More Meaningful Family Meals
Here are a dozen simple ways to make your family dinner more memorable and meaningful for families of all shapes and sizes, no matter how busy the schedule or how tight the budget.
- Aim for 10 minutes.Bruce Feiler, author of Secrets of Happy Families, says 10 minutes of conversation is all you need to reap the benefits of a family dinner. Even on nights when there’s only enough time to prepare the simplest of meals, you can nourish hearts and minds with a little bit of your time and attention.
- Gather at the table. The kitchen table is arguably the most important furnishing in the home. Even if you grabbed takeout on the way home from work, make it a point to sit at the table and eat together. (Tired of the kids arguing and fighting? Feiler says engaging them in a cooperative task beforehand—like setting the table—has been proven to increase mealtime harmony.)
- Talk about family history. According to research conducted at Emory University, says Feiler, “Kids who knew more about their family history had a higher sense of self-esteem and a greater belief that they could control their own lives. It was the number one predictor of a child’s emotional wellbeing.” Dinner is the perfect time to create and reinforce your own family narrative and to give your children a sense of belonging and a strong “intergenerational identity.”
- Cook heritage recipes or mindfully start your own food traditions.
- Involve children in the preparation. Jonathan Wing says Wednesday night was his turn to help his mom with dinner, often making adobo. “She taught us how to make traditional dishes from her childhood [in the Philippines],” he says. “Now a part of Mom’s childhood is part of mine too.”
- Begin the meal with a moment of unity. Your family might have a tradition of saying grace or uniting in prayer. If so, pray for or offer thanks for every person present by name. Those who aren’t religious can still holds hands around the table, taking time to pause and connect before starting to eat.
- Acknowledge everyone who contributed to this meal. Talk about the farmers who grew the vegetables, the butcher who cut the meat, the provider whose paycheck bought the groceries, the ancestor who passed down the recipe, and the hands that prepared the food.

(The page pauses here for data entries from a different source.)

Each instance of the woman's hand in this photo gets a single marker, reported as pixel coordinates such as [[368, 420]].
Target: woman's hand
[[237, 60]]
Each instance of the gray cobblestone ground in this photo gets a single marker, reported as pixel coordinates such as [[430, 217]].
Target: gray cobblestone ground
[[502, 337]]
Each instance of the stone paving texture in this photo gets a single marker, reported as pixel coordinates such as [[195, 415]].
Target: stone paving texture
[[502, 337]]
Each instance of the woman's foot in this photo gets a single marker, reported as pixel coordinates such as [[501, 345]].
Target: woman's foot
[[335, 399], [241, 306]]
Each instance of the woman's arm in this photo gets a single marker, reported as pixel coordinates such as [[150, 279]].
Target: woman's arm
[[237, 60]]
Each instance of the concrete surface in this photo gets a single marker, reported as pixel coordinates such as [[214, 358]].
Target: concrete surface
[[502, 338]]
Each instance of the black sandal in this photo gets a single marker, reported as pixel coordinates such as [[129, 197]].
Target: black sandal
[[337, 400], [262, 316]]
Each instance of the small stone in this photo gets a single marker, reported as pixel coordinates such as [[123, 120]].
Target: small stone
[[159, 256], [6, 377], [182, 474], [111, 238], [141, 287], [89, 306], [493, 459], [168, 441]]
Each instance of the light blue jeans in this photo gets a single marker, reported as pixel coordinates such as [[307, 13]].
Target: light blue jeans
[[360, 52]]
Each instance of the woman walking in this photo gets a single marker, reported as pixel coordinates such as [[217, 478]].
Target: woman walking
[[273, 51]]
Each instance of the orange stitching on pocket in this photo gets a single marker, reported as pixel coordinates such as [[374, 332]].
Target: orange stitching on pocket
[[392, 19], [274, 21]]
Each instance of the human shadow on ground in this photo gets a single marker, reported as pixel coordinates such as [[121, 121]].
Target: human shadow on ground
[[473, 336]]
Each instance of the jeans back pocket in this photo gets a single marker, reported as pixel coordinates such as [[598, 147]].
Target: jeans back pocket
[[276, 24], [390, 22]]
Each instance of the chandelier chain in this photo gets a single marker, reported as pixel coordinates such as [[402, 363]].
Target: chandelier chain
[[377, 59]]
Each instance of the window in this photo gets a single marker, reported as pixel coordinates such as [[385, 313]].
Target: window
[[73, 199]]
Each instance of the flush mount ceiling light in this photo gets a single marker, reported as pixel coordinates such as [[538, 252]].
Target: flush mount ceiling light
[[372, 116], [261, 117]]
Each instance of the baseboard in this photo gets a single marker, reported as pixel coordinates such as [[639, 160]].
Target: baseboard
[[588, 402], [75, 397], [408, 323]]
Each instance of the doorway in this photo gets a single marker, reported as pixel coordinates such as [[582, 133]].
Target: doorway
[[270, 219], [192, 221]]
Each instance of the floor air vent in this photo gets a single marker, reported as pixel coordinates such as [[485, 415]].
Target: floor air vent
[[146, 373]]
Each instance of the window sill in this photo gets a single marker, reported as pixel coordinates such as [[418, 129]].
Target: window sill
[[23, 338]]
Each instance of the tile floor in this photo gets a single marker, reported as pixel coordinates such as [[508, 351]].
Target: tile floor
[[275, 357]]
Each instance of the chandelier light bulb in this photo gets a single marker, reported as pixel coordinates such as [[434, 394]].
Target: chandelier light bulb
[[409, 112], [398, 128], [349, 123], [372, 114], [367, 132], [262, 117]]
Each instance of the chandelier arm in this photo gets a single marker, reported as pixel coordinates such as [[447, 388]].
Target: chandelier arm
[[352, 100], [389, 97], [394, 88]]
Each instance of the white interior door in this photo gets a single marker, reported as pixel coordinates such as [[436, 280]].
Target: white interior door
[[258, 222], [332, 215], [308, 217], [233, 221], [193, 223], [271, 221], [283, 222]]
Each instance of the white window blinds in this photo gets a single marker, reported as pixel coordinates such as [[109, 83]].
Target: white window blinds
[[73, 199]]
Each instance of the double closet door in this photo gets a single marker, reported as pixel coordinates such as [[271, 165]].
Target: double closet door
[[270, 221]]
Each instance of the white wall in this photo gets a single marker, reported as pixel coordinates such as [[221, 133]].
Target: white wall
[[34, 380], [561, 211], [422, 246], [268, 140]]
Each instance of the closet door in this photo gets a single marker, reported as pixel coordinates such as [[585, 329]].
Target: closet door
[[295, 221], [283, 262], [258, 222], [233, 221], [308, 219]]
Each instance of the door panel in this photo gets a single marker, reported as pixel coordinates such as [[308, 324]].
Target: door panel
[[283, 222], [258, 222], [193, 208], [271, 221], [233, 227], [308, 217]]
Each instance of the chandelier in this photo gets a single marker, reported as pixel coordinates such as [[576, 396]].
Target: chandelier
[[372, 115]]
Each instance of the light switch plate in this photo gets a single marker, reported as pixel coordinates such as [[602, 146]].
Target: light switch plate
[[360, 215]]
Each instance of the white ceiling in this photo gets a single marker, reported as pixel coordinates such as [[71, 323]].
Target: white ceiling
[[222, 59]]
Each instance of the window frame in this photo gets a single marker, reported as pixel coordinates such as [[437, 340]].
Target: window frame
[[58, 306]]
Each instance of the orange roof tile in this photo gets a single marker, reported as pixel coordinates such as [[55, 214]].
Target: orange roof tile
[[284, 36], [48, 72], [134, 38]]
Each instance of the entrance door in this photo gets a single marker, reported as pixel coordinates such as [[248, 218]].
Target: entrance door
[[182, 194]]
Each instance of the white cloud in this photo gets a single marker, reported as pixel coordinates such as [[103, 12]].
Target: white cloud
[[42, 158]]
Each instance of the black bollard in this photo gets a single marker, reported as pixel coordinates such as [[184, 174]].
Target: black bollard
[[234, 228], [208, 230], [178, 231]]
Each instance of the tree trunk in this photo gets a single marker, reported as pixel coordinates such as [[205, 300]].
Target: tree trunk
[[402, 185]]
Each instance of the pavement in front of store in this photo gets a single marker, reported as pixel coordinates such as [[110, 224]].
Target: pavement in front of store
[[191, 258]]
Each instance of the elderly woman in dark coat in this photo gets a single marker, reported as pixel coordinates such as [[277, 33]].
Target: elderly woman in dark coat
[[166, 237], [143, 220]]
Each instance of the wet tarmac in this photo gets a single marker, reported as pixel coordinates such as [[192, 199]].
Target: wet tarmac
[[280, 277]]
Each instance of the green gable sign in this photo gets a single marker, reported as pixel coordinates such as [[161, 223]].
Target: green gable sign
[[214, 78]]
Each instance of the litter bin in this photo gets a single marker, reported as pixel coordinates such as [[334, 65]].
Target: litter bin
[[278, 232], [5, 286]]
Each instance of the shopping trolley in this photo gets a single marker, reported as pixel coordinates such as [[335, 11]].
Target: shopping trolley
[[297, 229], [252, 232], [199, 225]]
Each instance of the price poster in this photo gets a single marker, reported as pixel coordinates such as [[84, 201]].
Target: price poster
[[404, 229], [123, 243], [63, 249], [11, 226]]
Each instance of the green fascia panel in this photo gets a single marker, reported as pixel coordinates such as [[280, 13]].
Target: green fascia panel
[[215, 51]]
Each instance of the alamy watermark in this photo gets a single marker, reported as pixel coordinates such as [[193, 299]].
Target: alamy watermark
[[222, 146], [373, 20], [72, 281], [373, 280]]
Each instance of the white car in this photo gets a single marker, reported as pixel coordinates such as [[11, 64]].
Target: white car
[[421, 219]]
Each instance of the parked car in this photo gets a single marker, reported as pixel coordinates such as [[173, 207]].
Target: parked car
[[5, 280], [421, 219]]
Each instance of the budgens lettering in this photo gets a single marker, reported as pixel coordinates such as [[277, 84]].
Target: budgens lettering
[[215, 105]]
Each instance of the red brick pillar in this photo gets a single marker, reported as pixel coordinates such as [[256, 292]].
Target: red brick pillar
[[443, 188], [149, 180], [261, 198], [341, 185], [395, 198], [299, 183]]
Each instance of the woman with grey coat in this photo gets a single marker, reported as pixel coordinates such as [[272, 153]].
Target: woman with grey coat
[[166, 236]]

- Set aside phones and smartphones at mealtimes—especially for dad and mom. Almost 3 in 5 US workers say the constant emails and texts are ruining the family dinner.
- Listen. Research shows that parents tend to dominate two-thirds of the dinner conversation. “If that’s what’s happening, you’re not taking enough advantage of your time together,” Feiler says. Try to let the kids do at least 50% of the talking.
- Honor the recipe creator. Place a photo of the person who passed down the recipe at the center of the table, to spark conversation and connection, as Elizabeth Dillow demonstrates on the FamilySearch blog.
- Engage the five senses—and the five tastes. If there are children eating with you, ask them to identify what they are seeing, hearing, smelling, tasting, and feeling. Ask them if they can spot all five tastes in this particular meal: sweet, sour, bitter, salty, and umami.
- Map your meal. Name all the different locations that the food on the table came from—Peruvian grapes, local chicken, Mexican rice—and have the kids identify the countries on this downloadable placemat. Or map the home countries of the ancestors who passed down the recipes you’re enjoying.
The memories we make at the kitchen table will stay with us throughout our lives. If food traditions or dinner stories from your own childhood came to mind while you were reading this article, take a moment to write them down or share them in the comments. Maybe even upload them to your profile on FamilySearch.
Going forward, we all have a choice: we can think of meals as a chore, or we can choose to look at the family dinner as a privilege, a gift, and a powerful tool that’s capable of improving children’s lives, strengthening generational ties, and building stronger families. And we don’t have to become better cooks in order to reap these benefits; we just have to do our part to reach beyond the five senses and engage the heart.